Alta no preço do petróleo
Com o início dos ataques dos Estados Unidos e Israel contra o Irã, elevando o preço do petróleo, a cotação média do diesel S-10 já acumula alta de cerca de 19% nos postos do Brasil.
Além disso, a Petrobras aumentou em mais de 11% o preço médio do diesel em seus pontos de venda às distribuidoras na última semana, embora os valores ainda apresentem defasagem em relação aos preços de importação.
Segundo a presidente da estatal, Magda Chambriard, o ajuste poderia não afetar o consumidor final, uma vez que ocorreu após o governo lançar um programa de subvenção ao diesel, além de anunciar a redução de tributos federais sobre o combustível.
No entanto, nos leilões, a companhia pode cobrar preços acima da média nacional, dependendo do apetite do mercado, já que os valores são definidos por lances.
Na semana passada, a Petrobras já havia vendido em leilão 20 milhões de litros de diesel no Rio Grande do Sul, com preços que chegaram a subir R$ 1,78 por litro em relação ao valor de venda da estatal no estado.
A operação ocorreu um dia antes do anúncio de reajuste do preço médio às distribuidoras, de R$ 0,38 por litro.
Greve dos caminhoneiros
Diante da alta do diesel, caminhoneiros realizaram protestos em diferentes regiões do país. A mobilização ganhou força nesta segunda-feira (16), após uma reunião realizada em Santos (SP).
Nesta terça-feira, lideranças da categoria passaram a defender uma paralisação nacional, com entidades buscando adesão para que motoristas cruzem os braços ainda nesta semana.
Até o momento, as negociações seguem em curso entre sindicatos, associações e cooperativas, com o objetivo de coordenar ações simultâneas em diferentes portos do país.
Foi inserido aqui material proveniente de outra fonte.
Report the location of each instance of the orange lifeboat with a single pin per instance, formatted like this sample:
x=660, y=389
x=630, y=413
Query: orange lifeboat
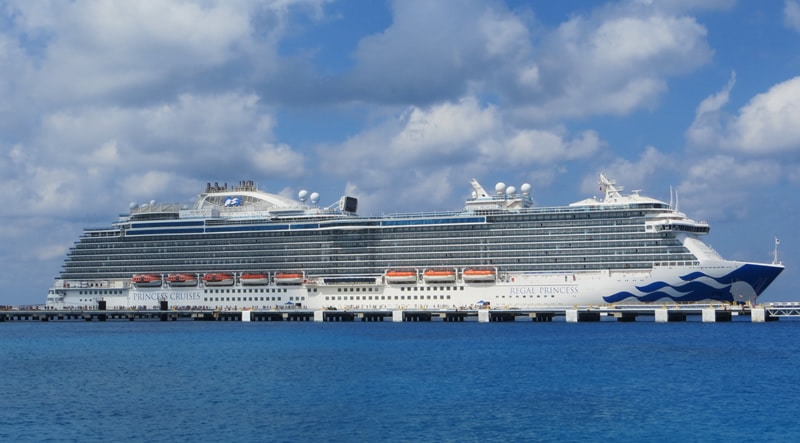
x=182, y=280
x=479, y=275
x=249, y=278
x=146, y=280
x=216, y=279
x=288, y=278
x=401, y=276
x=439, y=276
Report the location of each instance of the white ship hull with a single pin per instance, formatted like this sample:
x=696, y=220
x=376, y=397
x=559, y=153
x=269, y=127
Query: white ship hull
x=724, y=281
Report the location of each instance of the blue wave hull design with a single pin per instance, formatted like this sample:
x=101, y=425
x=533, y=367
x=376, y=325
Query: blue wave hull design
x=758, y=277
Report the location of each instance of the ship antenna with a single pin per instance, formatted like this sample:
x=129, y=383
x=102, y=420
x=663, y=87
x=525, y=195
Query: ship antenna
x=670, y=197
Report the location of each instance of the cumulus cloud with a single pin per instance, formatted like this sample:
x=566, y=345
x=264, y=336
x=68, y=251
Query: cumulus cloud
x=634, y=174
x=791, y=14
x=470, y=138
x=767, y=124
x=157, y=147
x=614, y=62
x=719, y=179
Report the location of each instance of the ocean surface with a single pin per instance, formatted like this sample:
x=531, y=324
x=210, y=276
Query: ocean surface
x=229, y=381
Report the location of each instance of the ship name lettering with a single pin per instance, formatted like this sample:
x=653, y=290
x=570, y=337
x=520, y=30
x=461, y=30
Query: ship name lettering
x=543, y=290
x=171, y=296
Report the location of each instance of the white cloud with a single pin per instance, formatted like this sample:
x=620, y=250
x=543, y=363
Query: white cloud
x=791, y=14
x=732, y=184
x=709, y=118
x=145, y=152
x=767, y=124
x=634, y=174
x=613, y=63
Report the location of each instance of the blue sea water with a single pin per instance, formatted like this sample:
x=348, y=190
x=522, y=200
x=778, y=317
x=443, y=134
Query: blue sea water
x=228, y=381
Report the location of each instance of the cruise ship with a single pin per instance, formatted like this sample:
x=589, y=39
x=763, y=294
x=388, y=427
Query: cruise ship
x=243, y=248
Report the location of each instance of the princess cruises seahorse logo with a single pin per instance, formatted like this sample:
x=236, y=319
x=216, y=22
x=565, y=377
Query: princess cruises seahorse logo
x=233, y=201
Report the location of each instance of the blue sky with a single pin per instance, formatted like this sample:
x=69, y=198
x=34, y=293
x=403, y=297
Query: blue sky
x=398, y=103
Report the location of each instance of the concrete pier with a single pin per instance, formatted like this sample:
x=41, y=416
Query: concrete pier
x=572, y=314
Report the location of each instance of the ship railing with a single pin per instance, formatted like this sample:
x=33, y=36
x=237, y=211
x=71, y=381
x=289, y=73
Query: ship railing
x=157, y=207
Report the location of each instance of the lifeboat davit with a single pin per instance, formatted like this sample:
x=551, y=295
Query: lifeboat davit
x=249, y=278
x=146, y=280
x=216, y=279
x=288, y=278
x=401, y=276
x=479, y=275
x=439, y=276
x=182, y=280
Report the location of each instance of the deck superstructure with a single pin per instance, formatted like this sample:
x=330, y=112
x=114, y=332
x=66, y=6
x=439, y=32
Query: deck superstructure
x=240, y=247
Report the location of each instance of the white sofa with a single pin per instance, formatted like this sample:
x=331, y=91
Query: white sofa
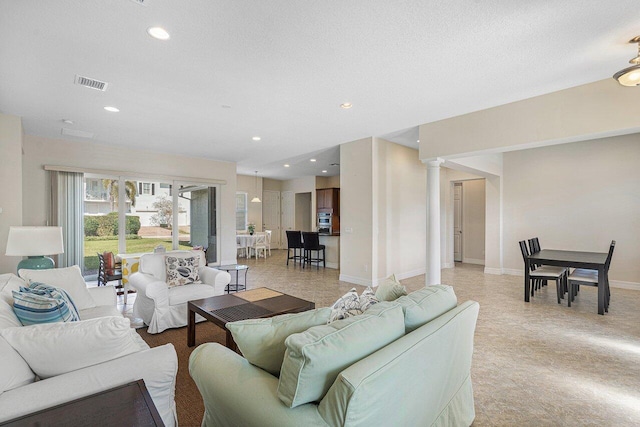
x=101, y=363
x=162, y=307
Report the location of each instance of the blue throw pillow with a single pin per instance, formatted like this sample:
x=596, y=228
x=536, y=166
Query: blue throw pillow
x=42, y=303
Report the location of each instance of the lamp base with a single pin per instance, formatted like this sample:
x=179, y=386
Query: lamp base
x=36, y=263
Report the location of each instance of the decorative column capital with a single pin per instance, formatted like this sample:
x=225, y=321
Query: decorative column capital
x=434, y=163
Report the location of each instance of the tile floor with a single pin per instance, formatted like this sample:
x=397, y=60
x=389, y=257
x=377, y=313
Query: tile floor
x=535, y=364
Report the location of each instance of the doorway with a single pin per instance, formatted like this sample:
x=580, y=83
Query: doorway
x=271, y=215
x=469, y=209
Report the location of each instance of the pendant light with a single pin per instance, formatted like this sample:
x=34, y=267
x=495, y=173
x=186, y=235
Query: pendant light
x=630, y=76
x=256, y=199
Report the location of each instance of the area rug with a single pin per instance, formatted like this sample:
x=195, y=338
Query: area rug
x=189, y=403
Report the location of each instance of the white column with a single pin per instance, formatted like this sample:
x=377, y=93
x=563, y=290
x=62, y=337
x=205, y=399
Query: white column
x=432, y=276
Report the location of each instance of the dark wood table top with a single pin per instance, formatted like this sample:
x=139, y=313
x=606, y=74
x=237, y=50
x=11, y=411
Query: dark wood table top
x=252, y=304
x=571, y=258
x=126, y=405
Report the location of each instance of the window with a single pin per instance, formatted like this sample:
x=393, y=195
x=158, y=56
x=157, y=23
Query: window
x=147, y=188
x=241, y=211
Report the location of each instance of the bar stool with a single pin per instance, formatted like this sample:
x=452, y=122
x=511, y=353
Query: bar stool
x=294, y=241
x=311, y=242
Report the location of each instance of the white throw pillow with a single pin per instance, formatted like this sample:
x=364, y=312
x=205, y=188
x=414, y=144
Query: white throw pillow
x=56, y=348
x=70, y=279
x=14, y=371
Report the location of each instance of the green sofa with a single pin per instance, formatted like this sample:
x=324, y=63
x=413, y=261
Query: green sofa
x=421, y=379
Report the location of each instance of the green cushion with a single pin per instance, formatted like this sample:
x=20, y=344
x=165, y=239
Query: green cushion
x=426, y=304
x=261, y=341
x=390, y=289
x=314, y=358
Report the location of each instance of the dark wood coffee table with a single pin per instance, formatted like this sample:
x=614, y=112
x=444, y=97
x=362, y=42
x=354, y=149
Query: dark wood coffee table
x=253, y=304
x=128, y=404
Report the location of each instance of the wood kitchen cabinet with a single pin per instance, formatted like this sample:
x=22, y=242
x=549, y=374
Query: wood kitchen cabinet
x=328, y=200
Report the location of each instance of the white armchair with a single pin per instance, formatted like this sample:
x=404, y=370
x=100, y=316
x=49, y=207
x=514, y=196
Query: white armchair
x=162, y=307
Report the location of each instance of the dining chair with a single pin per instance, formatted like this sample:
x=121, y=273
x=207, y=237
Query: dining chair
x=294, y=242
x=311, y=243
x=534, y=247
x=240, y=247
x=544, y=273
x=268, y=241
x=583, y=276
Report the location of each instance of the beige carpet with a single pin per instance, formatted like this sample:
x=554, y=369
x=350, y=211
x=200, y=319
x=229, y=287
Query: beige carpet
x=188, y=400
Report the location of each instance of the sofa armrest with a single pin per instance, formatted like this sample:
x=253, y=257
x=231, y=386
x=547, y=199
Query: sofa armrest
x=216, y=278
x=227, y=381
x=104, y=295
x=151, y=287
x=157, y=367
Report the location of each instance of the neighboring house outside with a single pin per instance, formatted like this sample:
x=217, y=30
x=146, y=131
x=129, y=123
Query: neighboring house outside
x=97, y=202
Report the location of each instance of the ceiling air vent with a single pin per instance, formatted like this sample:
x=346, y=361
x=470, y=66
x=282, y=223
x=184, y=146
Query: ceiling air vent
x=91, y=83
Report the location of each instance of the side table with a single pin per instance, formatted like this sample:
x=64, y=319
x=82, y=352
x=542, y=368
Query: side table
x=237, y=286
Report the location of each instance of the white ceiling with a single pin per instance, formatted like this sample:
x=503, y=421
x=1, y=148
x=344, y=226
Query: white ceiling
x=284, y=68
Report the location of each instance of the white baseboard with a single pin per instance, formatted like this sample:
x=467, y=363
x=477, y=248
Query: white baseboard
x=354, y=280
x=473, y=261
x=408, y=274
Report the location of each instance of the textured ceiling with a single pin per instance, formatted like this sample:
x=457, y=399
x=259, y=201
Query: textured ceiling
x=284, y=68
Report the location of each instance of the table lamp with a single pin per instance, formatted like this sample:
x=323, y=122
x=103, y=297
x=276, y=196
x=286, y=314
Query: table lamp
x=35, y=243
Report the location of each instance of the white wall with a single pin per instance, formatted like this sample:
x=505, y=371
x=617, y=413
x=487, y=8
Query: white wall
x=577, y=196
x=400, y=200
x=303, y=212
x=593, y=110
x=11, y=198
x=356, y=211
x=40, y=151
x=383, y=204
x=247, y=184
x=306, y=184
x=328, y=181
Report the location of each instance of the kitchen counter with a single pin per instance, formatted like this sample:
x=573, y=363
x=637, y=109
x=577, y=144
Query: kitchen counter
x=332, y=251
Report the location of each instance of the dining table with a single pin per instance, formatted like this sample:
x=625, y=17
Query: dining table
x=570, y=259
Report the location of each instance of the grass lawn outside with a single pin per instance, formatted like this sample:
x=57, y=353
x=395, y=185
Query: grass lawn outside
x=92, y=247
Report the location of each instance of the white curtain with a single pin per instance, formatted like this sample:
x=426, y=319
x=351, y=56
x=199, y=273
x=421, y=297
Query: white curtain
x=67, y=210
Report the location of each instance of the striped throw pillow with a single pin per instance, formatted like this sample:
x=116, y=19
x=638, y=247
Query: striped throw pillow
x=42, y=303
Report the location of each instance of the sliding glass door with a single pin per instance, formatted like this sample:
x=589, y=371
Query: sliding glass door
x=172, y=215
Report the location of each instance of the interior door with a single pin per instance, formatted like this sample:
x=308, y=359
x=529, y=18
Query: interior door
x=271, y=215
x=457, y=222
x=288, y=214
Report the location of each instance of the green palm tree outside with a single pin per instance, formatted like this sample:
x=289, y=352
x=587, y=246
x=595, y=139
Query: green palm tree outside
x=111, y=185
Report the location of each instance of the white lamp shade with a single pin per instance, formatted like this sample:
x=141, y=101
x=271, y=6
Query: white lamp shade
x=34, y=241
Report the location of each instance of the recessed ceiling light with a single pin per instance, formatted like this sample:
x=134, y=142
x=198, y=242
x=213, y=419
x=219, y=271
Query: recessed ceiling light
x=158, y=33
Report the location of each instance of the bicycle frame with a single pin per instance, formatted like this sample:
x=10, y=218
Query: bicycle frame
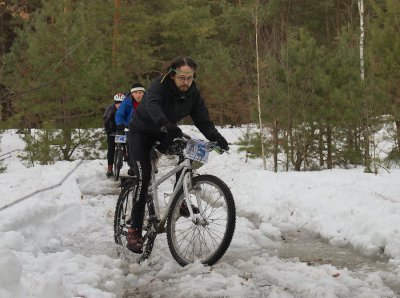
x=184, y=180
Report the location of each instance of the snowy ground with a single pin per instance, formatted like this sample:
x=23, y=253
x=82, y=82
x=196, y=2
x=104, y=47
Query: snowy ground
x=59, y=243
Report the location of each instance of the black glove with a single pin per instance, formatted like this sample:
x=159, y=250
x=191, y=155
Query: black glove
x=121, y=129
x=222, y=143
x=172, y=130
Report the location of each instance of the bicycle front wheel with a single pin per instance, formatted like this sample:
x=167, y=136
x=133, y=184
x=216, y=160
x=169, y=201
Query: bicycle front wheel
x=209, y=237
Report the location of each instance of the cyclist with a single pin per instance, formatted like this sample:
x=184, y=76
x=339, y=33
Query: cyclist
x=110, y=128
x=127, y=110
x=170, y=97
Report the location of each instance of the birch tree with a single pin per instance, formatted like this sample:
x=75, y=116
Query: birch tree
x=258, y=86
x=362, y=76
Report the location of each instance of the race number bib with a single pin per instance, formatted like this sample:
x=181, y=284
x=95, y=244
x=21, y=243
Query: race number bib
x=120, y=139
x=197, y=150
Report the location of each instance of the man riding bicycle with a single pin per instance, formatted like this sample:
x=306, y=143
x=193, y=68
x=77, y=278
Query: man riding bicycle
x=110, y=128
x=126, y=111
x=170, y=98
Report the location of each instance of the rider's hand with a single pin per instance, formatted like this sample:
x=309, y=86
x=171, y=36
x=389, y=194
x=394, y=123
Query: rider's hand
x=172, y=130
x=121, y=129
x=222, y=142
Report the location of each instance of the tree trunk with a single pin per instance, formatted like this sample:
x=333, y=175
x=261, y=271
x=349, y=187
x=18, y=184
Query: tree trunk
x=117, y=5
x=329, y=158
x=321, y=146
x=275, y=141
x=258, y=88
x=398, y=134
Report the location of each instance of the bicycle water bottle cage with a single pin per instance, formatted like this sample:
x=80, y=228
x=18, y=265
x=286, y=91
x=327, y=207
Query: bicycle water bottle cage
x=197, y=150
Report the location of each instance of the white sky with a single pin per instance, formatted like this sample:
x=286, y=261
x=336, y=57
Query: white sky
x=59, y=243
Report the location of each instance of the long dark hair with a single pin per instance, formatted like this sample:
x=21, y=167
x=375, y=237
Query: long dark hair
x=177, y=63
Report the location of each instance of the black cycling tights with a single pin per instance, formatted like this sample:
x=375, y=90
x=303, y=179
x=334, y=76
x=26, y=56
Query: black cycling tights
x=140, y=144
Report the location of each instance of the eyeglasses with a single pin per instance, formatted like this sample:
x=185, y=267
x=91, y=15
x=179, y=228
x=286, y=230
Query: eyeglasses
x=183, y=78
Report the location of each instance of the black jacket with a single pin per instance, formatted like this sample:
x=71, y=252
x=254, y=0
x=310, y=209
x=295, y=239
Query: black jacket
x=164, y=102
x=109, y=119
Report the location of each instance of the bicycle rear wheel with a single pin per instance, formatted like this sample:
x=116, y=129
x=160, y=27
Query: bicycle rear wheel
x=208, y=239
x=118, y=161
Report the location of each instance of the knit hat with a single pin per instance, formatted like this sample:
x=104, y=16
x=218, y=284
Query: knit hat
x=137, y=87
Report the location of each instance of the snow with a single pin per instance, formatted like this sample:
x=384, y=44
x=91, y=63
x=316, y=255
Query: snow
x=59, y=243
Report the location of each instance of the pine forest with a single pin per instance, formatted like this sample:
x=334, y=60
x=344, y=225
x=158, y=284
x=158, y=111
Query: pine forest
x=318, y=77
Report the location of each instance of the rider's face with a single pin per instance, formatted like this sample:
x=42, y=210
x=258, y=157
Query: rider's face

Entre as principais reivindicações estão o reforço na fiscalização dos preços dos combustíveis, o cumprimento do piso mínimo do frete e garantias no pagamento do vale-pedágio.
Negociação com o governo
Apesar das preocupações, a avaliação no Palácio do Planalto é de que o cenário ainda é controlável, com espaço para conter o avanço do movimento. O governo aposta em medidas para coibir reajustes considerados abusivos e reduzir a pressão sobre o diesel.
Assim, foram acionados a Agência Nacional do Petróleo, Gás Natural e Biocombustíveis (ANP), a Polícia Federal e os Procons estaduais, que iniciaram uma operação em nove estados e no Distrito Federal para coletar preços em postos e investigar possíveis repasses indevidos.
A decisão tem como base as novas regras da Medida Provisória 1.340, que prevê multas de até R$ 500 milhões para aumentos abusivos de preços, podendo ser aplicadas inclusive a fornecedores que se recusarem a vender combustível sem justificativa.
Com isso, o governo estima que o impacto do reajuste do diesel promovido pela Petrobras possa ser neutralizado. Assim, aumentos recentes nos postos vêm sendo classificados como especulativos e, portanto, sujeitos à fiscalização e punição.